[WIP] - Enable speculative decoding with batch size >1 #32189

kamilakesbi · 2024-07-24T12:35:20Z

What does this PR do?

This PR aims at solving issue #32165.

I've started adapting code to enable speculative decoding with batch_size >1. I've reused some of the work in former PR #26875.
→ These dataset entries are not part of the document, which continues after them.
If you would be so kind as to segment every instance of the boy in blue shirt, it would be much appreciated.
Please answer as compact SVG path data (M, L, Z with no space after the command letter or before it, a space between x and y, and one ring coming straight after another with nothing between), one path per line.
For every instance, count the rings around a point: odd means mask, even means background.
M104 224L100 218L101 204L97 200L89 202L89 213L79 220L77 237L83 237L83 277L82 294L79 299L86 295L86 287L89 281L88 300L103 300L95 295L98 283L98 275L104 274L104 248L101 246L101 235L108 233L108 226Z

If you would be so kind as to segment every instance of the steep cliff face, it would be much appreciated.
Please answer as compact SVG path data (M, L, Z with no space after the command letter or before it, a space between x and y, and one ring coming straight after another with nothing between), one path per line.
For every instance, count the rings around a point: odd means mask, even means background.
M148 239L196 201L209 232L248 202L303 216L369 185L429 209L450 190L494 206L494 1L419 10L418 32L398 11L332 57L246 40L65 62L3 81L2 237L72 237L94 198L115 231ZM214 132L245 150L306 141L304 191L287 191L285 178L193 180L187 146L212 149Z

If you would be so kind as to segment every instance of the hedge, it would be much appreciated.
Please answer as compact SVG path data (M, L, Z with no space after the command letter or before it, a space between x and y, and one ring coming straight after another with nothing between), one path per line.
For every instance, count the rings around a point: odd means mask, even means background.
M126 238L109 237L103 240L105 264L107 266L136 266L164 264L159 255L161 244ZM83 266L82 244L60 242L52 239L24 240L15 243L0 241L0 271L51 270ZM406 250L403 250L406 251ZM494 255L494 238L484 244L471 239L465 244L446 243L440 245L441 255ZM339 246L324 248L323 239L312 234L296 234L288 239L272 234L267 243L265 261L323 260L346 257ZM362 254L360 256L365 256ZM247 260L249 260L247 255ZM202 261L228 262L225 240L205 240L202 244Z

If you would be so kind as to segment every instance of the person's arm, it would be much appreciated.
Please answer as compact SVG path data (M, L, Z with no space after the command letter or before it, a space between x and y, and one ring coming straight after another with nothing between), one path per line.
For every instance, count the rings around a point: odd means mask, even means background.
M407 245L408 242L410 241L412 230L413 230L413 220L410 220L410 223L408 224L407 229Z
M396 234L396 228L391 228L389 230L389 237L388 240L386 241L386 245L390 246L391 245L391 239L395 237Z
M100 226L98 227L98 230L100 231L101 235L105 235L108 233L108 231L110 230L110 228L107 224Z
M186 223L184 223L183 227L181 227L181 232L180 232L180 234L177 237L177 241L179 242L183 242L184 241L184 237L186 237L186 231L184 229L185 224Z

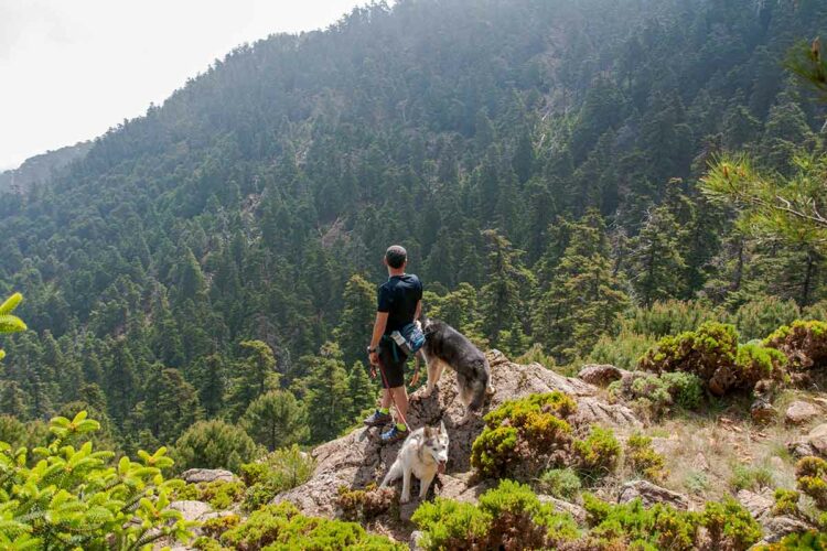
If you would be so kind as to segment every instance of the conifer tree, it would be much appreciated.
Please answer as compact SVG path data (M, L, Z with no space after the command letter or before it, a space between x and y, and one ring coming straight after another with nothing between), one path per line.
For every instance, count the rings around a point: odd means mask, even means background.
M268 451L304 442L307 412L289 390L271 390L256 398L241 417L241 426Z
M567 223L569 245L537 304L535 338L566 363L591 350L629 304L612 271L605 226L595 210Z

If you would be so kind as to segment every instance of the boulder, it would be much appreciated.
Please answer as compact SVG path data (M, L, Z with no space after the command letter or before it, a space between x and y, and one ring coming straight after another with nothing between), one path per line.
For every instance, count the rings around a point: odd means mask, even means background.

Main steps of the solution:

When batch size > 1:

Compute the number of similar tokens between candidate tokens and tokens obtained after doing a forward pass with the main model. This results in a tensor n_matches with the number of matches for each sequence in the batch.
We keep the matching tokens. For that, we keep all tokens from the output to the main model with a sequence position inferior to n_matches.max() + 1. In doing so, we also retain some potential mismatched tokens, which we will deal with in the next steps using padding tokens. The resulting tensor, input_ids, is thus in the form (batch_size, n_matches + 1).
We shift each sequence i in input_ids by n_matches.max() - n_matches[i]. The matching tokens are displaced to the right of input_ids and n_matches.max() - n_matches[i] padding tokens are added to the left.
Left cut: We cut all columns that contain only padding tokens. By design, these columns are to the left of the input_ids. In this way we keep the smallest possible `input_ids' that contain all the information needed to continue assisted generation.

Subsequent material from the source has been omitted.